Living in Mexico has given me a bit of insight into the psyche of our search for meaning and the eventual frustration at our failure to find it. We spend the majority of our lives on a path we’ve convinced ourselves will lead to the greatest return on happiness. Nine to five, Monday to Friday, we simply exist. Once anyone tells us it’s alright to relax, we try desperately to make up for all that lost time, all that existing where we should have been living. We take ourselves to exotic places through blockbusters and books, buses and biplanes. However, not all escapes are created equal.

You go to Europe for its rich history and culture.

You go to Mexico for its failures.
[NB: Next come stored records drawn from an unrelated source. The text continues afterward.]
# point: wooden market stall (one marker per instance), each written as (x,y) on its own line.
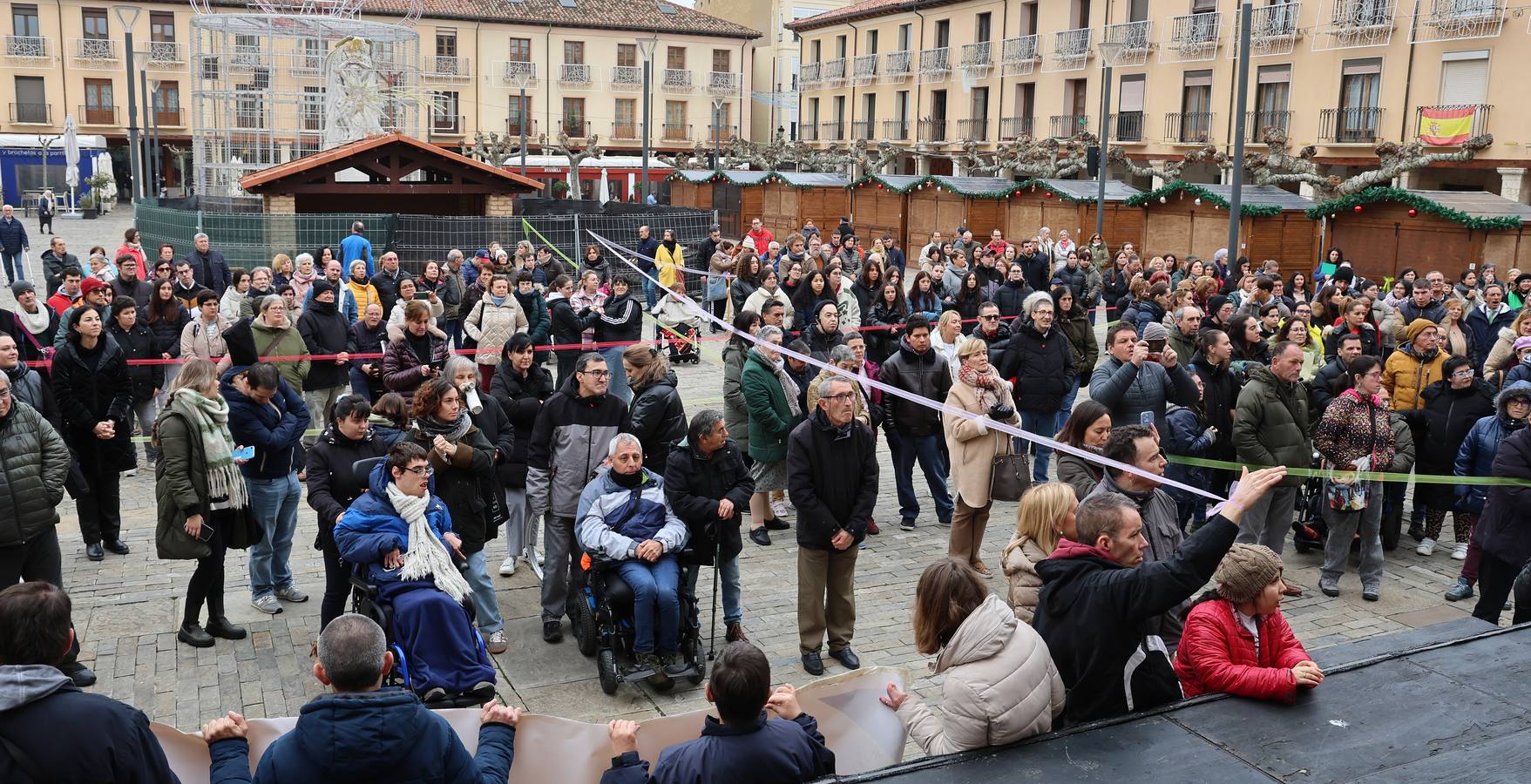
(1189,218)
(1383,230)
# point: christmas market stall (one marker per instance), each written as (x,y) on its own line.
(1189,218)
(1383,230)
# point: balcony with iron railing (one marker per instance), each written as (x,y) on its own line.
(936,64)
(1135,38)
(1017,126)
(94,50)
(1019,56)
(677,80)
(1126,126)
(574,76)
(1266,118)
(972,129)
(509,69)
(1349,125)
(1071,50)
(1189,127)
(1064,126)
(932,131)
(1433,129)
(864,69)
(98,115)
(28,48)
(444,68)
(31,113)
(1193,37)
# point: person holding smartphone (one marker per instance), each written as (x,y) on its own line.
(198,472)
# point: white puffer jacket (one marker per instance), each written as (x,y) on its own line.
(1001,685)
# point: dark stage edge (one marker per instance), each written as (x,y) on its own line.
(1444,703)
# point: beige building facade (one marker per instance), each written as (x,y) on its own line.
(1340,76)
(582,60)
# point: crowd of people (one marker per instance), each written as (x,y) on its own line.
(511,394)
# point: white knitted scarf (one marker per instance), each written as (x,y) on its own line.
(426,555)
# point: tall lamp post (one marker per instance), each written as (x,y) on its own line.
(647,52)
(1110,51)
(1236,195)
(523,77)
(127,16)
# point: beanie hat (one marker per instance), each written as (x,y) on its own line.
(1245,571)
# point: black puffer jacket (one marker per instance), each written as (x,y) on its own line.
(1041,365)
(694,484)
(521,398)
(659,418)
(922,374)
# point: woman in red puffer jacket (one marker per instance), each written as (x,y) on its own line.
(1236,639)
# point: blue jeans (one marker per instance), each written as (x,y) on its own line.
(732,596)
(619,377)
(1041,423)
(274,503)
(484,600)
(655,590)
(928,450)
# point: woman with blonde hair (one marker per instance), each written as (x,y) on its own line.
(1001,685)
(1045,517)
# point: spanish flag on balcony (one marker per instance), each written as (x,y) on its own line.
(1446,126)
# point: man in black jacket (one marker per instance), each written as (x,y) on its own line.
(831,478)
(1096,600)
(920,371)
(107,740)
(709,489)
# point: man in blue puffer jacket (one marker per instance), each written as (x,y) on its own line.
(362,731)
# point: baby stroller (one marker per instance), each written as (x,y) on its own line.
(466,668)
(602,616)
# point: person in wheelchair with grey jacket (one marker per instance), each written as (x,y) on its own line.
(623,518)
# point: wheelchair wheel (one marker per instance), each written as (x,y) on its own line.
(606,666)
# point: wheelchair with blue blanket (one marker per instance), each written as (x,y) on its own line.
(453,676)
(602,616)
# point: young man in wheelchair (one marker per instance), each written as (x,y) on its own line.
(623,518)
(402,539)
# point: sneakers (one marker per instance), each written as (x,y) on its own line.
(1461,590)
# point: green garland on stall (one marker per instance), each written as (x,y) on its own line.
(1348,204)
(1245,210)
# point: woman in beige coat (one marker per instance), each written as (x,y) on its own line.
(1046,515)
(974,446)
(1001,685)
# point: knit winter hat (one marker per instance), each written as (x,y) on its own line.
(1245,571)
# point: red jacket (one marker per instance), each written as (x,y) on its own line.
(1216,654)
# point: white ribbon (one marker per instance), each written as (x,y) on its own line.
(944,408)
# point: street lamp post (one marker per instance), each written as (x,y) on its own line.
(1108,52)
(647,51)
(127,16)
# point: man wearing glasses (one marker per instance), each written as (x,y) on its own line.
(568,444)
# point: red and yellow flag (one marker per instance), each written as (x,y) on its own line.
(1446,126)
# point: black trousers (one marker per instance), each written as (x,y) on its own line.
(207,584)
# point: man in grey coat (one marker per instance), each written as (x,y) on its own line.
(1132,385)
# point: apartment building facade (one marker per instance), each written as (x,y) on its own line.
(1340,76)
(580,62)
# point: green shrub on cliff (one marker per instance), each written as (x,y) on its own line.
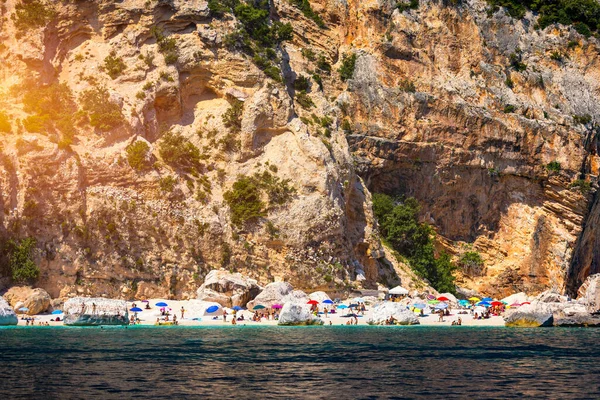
(137,155)
(584,15)
(400,228)
(20,262)
(113,65)
(244,201)
(30,14)
(347,68)
(179,152)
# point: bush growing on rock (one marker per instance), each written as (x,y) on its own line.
(20,262)
(347,68)
(113,65)
(31,14)
(102,113)
(400,227)
(179,152)
(244,201)
(232,118)
(137,155)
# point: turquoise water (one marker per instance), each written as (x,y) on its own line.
(310,362)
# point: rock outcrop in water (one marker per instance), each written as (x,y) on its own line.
(36,300)
(297,313)
(228,289)
(402,316)
(278,293)
(7,314)
(85,311)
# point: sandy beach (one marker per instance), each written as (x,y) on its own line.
(149,317)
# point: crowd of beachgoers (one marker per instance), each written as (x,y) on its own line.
(444,309)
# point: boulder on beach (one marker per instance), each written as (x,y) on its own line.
(589,293)
(536,314)
(519,298)
(7,314)
(90,311)
(228,289)
(278,293)
(319,296)
(36,300)
(402,316)
(297,313)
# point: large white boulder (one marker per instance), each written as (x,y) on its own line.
(536,314)
(402,315)
(228,289)
(589,293)
(516,298)
(297,313)
(278,293)
(7,314)
(90,311)
(36,300)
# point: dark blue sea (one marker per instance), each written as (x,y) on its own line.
(307,362)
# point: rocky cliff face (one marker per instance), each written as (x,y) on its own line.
(438,107)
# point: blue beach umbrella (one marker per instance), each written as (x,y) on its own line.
(212,309)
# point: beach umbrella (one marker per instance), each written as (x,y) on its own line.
(212,309)
(397,290)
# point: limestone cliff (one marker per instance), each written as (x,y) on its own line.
(459,108)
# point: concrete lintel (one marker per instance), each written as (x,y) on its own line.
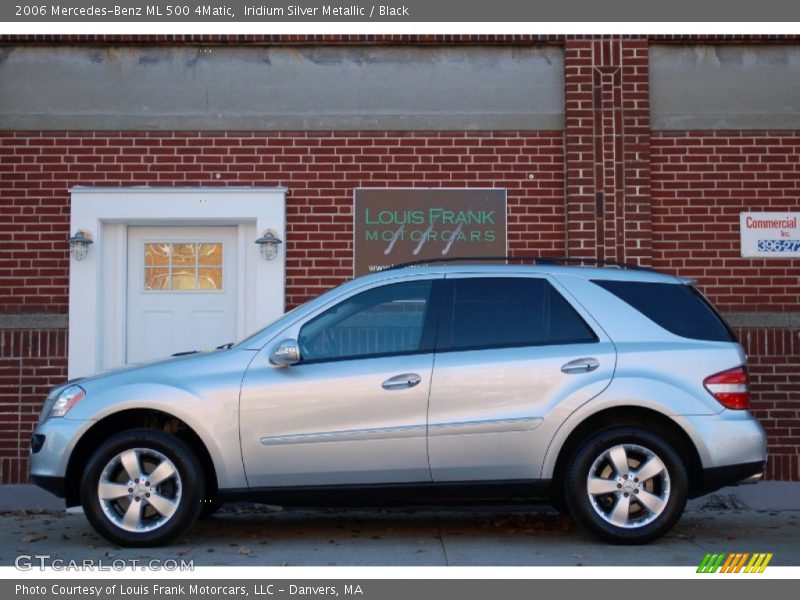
(33,321)
(763,320)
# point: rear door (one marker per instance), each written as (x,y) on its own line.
(513,359)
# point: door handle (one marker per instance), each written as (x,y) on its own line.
(580,365)
(398,382)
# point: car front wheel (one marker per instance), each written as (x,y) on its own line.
(141,488)
(626,485)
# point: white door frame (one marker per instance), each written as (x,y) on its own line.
(98,284)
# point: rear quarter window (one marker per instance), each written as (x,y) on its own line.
(678,308)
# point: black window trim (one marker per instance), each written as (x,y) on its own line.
(446,318)
(693,290)
(427,341)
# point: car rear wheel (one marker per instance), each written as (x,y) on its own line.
(142,487)
(626,485)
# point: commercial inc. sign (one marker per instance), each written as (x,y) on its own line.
(770,235)
(394,226)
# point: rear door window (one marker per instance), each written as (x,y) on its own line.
(678,308)
(498,312)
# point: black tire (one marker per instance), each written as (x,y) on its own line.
(209,507)
(183,489)
(596,512)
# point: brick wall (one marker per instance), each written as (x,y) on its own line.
(701,181)
(31,362)
(607,187)
(320,169)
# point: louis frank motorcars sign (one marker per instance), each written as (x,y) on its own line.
(393,226)
(770,235)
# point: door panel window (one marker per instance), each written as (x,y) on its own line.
(182,266)
(382,321)
(502,312)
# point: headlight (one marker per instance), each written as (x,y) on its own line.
(68,398)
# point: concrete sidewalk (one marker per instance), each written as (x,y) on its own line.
(762,518)
(764,496)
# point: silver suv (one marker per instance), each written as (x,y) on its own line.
(615,392)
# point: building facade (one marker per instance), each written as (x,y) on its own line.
(634,148)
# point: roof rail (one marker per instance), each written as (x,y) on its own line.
(534,260)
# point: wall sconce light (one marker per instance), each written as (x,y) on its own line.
(79,244)
(268,244)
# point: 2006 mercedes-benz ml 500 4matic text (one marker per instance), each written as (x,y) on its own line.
(616,392)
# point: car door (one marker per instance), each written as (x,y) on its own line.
(513,358)
(353,409)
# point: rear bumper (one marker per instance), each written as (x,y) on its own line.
(719,477)
(54,485)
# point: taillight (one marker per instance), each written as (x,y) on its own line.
(731,388)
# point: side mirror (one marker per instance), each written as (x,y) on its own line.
(285,353)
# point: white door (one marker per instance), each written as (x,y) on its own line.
(181,290)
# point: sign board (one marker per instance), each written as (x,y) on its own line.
(770,235)
(393,226)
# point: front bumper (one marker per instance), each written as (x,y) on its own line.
(54,485)
(55,439)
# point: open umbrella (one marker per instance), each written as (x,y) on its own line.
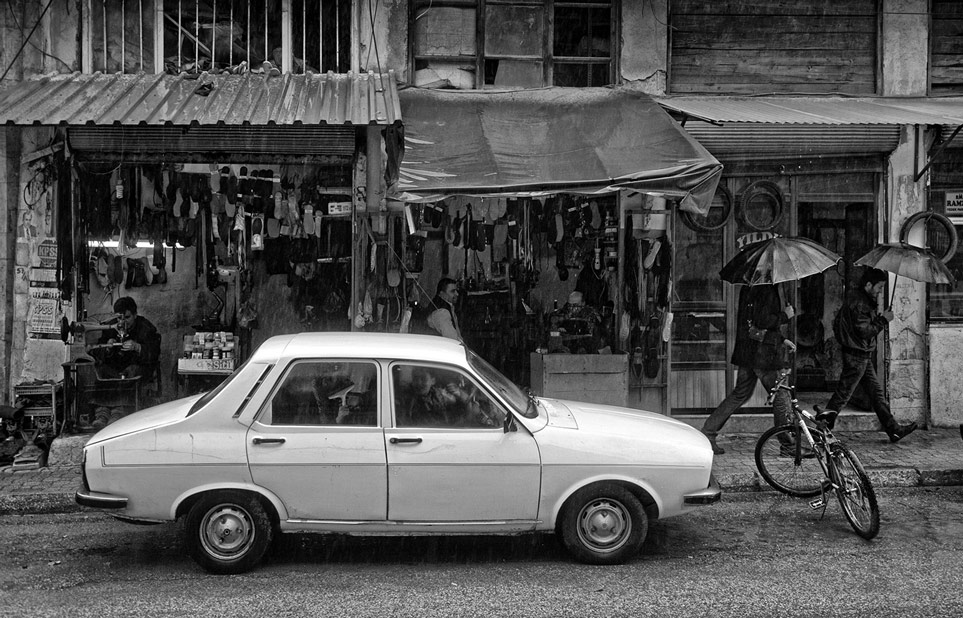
(777,260)
(906,260)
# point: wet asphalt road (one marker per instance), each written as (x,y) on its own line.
(752,555)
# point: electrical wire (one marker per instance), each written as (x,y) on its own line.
(25,41)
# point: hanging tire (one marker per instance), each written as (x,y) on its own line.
(771,194)
(719,211)
(943,226)
(228,532)
(603,524)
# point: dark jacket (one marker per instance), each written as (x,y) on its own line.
(144,333)
(759,307)
(859,324)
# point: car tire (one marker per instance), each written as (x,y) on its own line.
(228,532)
(603,524)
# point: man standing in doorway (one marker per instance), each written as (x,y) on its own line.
(758,354)
(856,327)
(443,319)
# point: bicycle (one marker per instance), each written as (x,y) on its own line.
(787,458)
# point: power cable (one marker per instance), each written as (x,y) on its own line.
(25,41)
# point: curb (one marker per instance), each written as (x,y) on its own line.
(38,503)
(881,477)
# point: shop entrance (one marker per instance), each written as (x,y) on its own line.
(832,209)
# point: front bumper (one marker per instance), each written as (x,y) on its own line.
(99,500)
(709,495)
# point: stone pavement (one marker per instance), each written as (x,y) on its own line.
(926,458)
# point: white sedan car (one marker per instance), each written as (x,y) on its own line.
(375,434)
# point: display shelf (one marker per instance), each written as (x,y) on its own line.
(39,403)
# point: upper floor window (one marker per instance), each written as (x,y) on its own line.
(513,43)
(946,47)
(293,36)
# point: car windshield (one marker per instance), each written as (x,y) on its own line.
(515,396)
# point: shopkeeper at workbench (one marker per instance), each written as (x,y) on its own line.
(131,348)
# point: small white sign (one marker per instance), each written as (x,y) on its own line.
(954,203)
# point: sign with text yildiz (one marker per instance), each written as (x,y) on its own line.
(954,203)
(45,310)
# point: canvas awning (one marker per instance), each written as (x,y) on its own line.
(530,142)
(146,117)
(787,126)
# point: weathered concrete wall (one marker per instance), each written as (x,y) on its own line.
(907,349)
(905,47)
(946,387)
(644,46)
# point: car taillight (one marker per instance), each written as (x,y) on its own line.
(83,470)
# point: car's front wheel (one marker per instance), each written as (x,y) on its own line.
(228,532)
(603,524)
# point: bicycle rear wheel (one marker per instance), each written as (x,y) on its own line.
(786,461)
(855,492)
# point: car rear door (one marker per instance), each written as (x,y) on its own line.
(317,443)
(457,469)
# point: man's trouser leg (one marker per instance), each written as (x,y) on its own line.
(781,403)
(878,398)
(853,369)
(741,392)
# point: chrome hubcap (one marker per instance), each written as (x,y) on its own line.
(604,525)
(227,531)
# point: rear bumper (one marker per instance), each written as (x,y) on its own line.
(99,500)
(709,495)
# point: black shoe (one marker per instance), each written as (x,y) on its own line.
(789,450)
(716,449)
(827,416)
(900,432)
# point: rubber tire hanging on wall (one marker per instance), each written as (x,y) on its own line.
(708,223)
(943,222)
(762,189)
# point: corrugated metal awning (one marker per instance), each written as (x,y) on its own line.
(588,140)
(206,99)
(807,126)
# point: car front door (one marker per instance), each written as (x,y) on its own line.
(318,445)
(449,457)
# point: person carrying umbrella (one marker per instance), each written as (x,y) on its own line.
(760,325)
(856,327)
(762,347)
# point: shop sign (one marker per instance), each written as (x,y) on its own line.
(954,203)
(45,311)
(748,239)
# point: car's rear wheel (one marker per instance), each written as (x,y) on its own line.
(228,532)
(603,524)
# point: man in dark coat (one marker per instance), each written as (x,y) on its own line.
(858,324)
(760,339)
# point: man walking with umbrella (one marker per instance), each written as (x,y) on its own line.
(762,344)
(856,328)
(760,339)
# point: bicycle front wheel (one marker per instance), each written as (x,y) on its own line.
(787,462)
(855,492)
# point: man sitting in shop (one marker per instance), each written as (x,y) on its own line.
(129,350)
(443,320)
(132,346)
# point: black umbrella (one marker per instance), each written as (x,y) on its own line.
(777,260)
(909,261)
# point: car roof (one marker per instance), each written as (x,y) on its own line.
(361,345)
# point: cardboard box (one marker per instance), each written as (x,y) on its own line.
(205,365)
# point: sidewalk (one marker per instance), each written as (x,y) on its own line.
(925,458)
Our failures.

Our failure to legislate anything resembling a humane wage for millions of citizens living in abject poverty.

Our failure to provide the law and order necessary to move forward as a country.

Our failure to recognize our own human worth.

My hometown has always been America’s playground. A city brought up on prohibition-era excess; fortunes built on vice and human decay.

Photo: Whyte’s

For decades, our tourism industry has been the low-hanging fruit. We’ve been pushing beaches and alcohol since the 60s with Elvis Presley, making a name for ourselves as the everyman’s paradise. The average spring breaker isn’t a wholesome father wanting to immerse himself and his family in a foreign culture. The average spring breaker is someone looking to live it up on a budget.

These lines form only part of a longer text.